According to Alejandra Castillo with the Committee in Solidarity with the People of El Salvador (CISPES), CAFTA’s public service provisions were practically written for the multi-national water companies.
Castillo explains that CAFTA rules guarantee that a country cannot voluntarily reduce the export level of a good or service provided. Therefore, if El Salvador becomes a water exporter, CAFTA, not national policy makers will decide whether water will flow in El Salvador’s homes or be sold internationally.
CAFTA also gives corporations the right to sue national and local governments if a company feels that its "right to profit" has been infringed. Laws ensuring that local populations be prioritized in the provisioning of water, as well as environmental laws guaranteeing water quality could be viewed as "barriers to trade." In the case of NAFTA, from which CAFTA was modeled, the threat of corporate lawsuits has often been enough to deter or overturn anti-corporate legislation.
"If we take the electricity sector and telecommunications as guides, privatization has meant higher rates, lower quality, less access, and less sovereign control over our public services," said Castillo. "CAFTA multiplies those effects, since it brings in the international heavy hitters and the rules they play by."
People Claim Their Right to Water
In July, over 100 activists held a national gathering to jump start efforts to defend the public right to affordable water access. In September, a second gathering was held in which participants inaugurated the "National Forum for the Defense of the Sustainability and the Right to Water." The Forum plans to make their first public announcement on Oct. 17, which coincides with the "Day of the ANDA Worker." A mobilization and march is also planned for that day. The group’s charter statement states that its mission is to "stop [legislative] proposals that work against the sustainability of water" and to "promote alternatives to uncontrolled urbanization, mines, and dams that threaten the quality and renewal of water resources."

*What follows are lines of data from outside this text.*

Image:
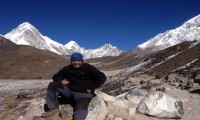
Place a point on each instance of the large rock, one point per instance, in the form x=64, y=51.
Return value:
x=136, y=95
x=97, y=109
x=160, y=105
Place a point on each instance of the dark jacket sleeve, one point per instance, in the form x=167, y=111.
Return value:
x=60, y=75
x=98, y=78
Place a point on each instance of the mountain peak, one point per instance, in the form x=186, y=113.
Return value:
x=26, y=25
x=70, y=44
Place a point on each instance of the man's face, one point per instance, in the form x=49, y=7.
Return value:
x=77, y=63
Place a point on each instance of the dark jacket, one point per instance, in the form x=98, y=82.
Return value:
x=81, y=79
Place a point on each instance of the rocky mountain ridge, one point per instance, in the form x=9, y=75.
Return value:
x=27, y=34
x=188, y=31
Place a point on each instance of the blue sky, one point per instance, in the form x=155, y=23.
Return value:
x=93, y=23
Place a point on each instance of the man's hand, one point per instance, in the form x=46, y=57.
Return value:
x=64, y=82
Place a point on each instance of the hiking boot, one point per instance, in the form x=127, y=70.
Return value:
x=50, y=112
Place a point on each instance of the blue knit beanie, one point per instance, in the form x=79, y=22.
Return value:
x=76, y=57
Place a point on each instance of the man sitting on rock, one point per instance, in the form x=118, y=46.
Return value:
x=77, y=80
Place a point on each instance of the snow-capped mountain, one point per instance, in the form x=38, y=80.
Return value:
x=189, y=31
x=27, y=34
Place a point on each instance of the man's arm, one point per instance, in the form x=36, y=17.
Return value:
x=98, y=78
x=60, y=75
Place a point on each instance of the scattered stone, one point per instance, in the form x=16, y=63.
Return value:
x=160, y=105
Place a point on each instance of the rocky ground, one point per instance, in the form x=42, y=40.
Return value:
x=23, y=99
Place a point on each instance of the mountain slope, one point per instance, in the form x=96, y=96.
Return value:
x=5, y=41
x=25, y=62
x=189, y=31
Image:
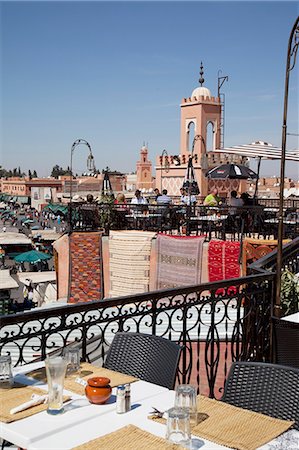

Back in Santa Edviges, one community among hundreds that craving affordable access to potable water, the community celebrates. Five residents who were arrested in the Sept. 7 protest were released with all charges dropped. And the community won a rare signed agreement with ANDA to commit the state-run company to assume control of their small water system. People were generally satisfied with their tactics, but fear repression and possible sabotage by Sabrissa, the former owner.
However, the fate of the rest of El Salvador’s water systems lies in the balance. ANDA Director Cesar Funes—a champion of the privatization cause—has signaled that the government’s Water Law is 80% complete and will be submitted for debate by El Salvador’s Legislative Assembly before the end of the year. Activists at the UNES and SETA have vowed to prevent its passage. The coming months will decide whether the future of El Salvador’s water will be decided by a central water agency, by multi-national water companies, or by the people themselves.